Children’s voices matter most to Laurel Donison.
The PhD candidate in Brock’s Department of Child and Youth Studies recently shared her research on young children’s right to play at “A World Fit for Children,” the annual conference of the Child Rights Academic Network.
Donison also officially received the Dr. Joy Calkin Award at the conference after being announced as a recipient last November by the Landon Pearson Resource Centre for the Study of Childhood and Children’s Rights at Carleton University.
The honour, which includes a $5,000 bursary, is particularly meaningful for Donison because it acknowledges children’s rights as the driving force in her work.
“This award recognizes that my work supports children’s right to play and also children’s right to have a say in matters that impact them directly,” she says.
Donison’s dissertation research is focused on children aged 30 months to four years and their perspectives and experiences of their outdoor play space at an urban child care centre.
She wanted to branch out from existing research on outdoor play and children, which is often done in ideal natural settings.
“Where we are, we have fake grass, we’re near a busy road and there’s a gas station right beside us, so children connect to nature through the fence — they watch ducks that gather in large puddles and snails on the other side— and even connect with the weeds growing at the side of the building in between the cracks.” says Donison. “They water the weeds, and when the maintenance crew comes to pull them, we have to say no because those are the children’s plants — something that they can care for.”
Because the children at the centre come from many backgrounds and have different levels of verbal ability, Donison uses various forms of art to let them share their thoughts.
Donison used the award bursary to support her data collection through the purchase of child-sized digital cameras and other art materials. The cameras, in particular, give her a child’s-eye view and help her to see what the children are focused on and how they experience their surroundings.
Her experience as an early childhood educator and long-standing relationship with the child care centre — which is not far from where she grew up — have supported her work with the children.
“The children I’m working with are some of our most vulnerable children who are often excluded, so this research is an opportunity to voice what’s really happening — not me voicing it, but them voicing it,” she says. “I’m putting all these pieces together to help elevate their voices.”
Professor Rebecca Raby, Interim Associate Dean in the Faculty of Social Sciences and Donison’s supervisor, says it was “fantastic” to see Donison’s work being recognized.
“Laurel has consistently advocated for very young children to be heard and seen as legitimate social participants through organizing conferences, co-researching and publishing on children’s early experiences of the pandemic and now through her own dissertation,” says Raby. “I’m excited by the rich, textured data she has been collecting with the children so far — especially how the children’s engagements have been changing with the seasons — and I have no doubt that Laurel’s research will be especially valuable for advocating for children’s access to outdoor play areas and informing what those play areas look like.”

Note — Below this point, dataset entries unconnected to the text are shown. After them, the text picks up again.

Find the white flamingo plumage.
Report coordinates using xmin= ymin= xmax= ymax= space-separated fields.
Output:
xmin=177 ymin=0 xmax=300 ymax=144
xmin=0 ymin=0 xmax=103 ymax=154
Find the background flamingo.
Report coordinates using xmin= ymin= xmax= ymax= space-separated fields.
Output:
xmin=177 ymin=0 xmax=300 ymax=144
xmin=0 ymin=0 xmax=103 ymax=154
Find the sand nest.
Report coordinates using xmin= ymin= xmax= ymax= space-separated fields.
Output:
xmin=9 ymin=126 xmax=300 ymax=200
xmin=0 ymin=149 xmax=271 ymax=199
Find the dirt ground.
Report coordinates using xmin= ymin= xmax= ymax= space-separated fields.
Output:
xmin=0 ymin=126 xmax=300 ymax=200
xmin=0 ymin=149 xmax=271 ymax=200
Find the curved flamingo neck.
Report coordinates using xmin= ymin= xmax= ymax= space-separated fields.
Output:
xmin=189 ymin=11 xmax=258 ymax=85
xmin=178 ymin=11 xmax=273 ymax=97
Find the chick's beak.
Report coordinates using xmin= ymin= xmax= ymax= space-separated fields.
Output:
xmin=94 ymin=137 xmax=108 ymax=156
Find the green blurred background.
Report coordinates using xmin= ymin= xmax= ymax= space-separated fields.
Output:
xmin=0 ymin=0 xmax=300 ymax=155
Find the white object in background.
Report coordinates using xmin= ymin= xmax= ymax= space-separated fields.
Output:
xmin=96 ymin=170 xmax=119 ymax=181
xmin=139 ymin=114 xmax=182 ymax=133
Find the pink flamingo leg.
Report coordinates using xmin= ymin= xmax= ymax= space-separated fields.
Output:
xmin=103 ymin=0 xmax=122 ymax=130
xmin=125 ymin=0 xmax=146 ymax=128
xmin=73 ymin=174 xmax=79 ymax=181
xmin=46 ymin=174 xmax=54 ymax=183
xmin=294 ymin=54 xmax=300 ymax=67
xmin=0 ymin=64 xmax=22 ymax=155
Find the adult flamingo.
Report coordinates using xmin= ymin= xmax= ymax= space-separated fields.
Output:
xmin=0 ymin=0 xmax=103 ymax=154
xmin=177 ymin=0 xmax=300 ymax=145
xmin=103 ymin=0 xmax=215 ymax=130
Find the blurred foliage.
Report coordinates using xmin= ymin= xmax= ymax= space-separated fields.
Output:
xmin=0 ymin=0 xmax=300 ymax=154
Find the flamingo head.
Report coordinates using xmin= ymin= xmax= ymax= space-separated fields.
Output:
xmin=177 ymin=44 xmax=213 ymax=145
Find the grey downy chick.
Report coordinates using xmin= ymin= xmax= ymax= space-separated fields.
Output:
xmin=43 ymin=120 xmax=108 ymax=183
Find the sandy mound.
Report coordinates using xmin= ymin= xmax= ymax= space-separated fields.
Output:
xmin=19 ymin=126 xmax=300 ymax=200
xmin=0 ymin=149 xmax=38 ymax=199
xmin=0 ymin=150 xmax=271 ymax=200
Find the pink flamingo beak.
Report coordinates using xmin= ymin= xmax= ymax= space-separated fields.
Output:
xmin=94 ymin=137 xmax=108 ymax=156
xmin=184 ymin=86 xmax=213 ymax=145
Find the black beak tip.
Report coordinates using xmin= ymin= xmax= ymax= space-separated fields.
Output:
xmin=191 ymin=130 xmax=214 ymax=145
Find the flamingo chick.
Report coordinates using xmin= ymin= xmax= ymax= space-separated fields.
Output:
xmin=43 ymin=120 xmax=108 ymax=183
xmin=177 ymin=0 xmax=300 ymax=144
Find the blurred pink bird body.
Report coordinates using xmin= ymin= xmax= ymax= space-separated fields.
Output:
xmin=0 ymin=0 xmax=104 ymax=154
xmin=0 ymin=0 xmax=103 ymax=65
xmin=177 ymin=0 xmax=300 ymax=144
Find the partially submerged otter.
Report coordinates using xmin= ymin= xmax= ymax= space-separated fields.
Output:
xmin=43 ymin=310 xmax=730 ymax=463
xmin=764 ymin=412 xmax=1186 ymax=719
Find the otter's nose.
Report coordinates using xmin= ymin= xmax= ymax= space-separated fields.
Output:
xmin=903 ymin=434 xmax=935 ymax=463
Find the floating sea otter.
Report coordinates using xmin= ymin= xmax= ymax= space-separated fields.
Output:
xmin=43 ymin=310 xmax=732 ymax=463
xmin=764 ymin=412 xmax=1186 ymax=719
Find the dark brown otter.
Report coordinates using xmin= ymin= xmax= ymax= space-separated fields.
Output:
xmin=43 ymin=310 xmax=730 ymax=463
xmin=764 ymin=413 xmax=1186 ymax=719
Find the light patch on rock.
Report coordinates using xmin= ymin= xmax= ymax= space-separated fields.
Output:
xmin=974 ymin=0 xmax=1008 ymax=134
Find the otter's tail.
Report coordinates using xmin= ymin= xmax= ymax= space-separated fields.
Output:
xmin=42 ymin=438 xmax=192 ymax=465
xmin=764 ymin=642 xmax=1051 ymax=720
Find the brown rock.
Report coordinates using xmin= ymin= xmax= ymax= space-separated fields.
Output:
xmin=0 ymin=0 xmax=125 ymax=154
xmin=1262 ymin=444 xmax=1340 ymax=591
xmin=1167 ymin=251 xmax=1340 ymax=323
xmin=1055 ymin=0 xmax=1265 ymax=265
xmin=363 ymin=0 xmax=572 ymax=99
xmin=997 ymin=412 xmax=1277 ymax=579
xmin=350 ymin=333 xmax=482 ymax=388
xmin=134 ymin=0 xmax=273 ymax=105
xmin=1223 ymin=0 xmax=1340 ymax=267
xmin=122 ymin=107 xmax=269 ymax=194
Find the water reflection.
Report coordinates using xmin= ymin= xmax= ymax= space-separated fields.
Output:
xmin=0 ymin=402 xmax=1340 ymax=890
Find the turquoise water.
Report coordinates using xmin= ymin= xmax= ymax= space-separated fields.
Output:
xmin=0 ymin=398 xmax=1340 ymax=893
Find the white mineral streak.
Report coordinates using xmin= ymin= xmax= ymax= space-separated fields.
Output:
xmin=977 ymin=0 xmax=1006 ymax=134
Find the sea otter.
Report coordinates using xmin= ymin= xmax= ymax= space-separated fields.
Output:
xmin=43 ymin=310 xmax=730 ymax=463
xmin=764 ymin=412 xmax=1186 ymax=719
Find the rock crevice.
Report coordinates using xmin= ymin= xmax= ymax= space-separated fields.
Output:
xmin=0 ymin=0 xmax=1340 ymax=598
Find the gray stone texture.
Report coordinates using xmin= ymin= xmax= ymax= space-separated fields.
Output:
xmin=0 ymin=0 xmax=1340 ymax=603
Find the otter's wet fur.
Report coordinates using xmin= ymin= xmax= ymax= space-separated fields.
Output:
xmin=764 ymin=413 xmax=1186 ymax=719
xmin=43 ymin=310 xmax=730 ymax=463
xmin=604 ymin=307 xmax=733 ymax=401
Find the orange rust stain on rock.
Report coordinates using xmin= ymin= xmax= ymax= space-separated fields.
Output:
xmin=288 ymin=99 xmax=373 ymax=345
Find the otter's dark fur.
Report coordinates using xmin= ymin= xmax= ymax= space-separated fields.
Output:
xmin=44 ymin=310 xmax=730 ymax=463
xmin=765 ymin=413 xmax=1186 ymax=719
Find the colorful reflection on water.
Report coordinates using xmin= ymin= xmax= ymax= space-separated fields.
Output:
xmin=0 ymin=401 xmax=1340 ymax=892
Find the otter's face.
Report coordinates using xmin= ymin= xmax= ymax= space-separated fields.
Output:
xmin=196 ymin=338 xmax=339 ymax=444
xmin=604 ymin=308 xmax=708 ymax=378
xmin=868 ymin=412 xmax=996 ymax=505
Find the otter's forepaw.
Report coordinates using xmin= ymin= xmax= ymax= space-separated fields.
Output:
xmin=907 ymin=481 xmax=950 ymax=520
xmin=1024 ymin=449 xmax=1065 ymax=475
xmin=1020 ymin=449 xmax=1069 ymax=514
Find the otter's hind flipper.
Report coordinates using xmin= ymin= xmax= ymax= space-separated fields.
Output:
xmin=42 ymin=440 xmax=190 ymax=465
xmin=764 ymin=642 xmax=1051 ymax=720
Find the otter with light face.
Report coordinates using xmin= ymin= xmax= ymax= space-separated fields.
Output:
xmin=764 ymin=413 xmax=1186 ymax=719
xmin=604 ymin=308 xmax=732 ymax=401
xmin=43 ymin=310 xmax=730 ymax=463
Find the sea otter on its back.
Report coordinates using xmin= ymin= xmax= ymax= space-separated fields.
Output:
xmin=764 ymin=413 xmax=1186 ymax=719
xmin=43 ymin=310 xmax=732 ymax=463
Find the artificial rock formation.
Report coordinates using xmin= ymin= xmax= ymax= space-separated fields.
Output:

Donison, who says she has learned so much from the children, thinks we would all be better served by more research that lets children share their perspective.
“There are methods we can use to learn about children’s experiences directly from them, so I think it’s about taking those chances, like incorporating a variety of different arts-based methods, going beyond that and trying out different things, stepping away from that belief that young children don’t participate in research,” she says. “They can and want to be listened to, and they have something to say.”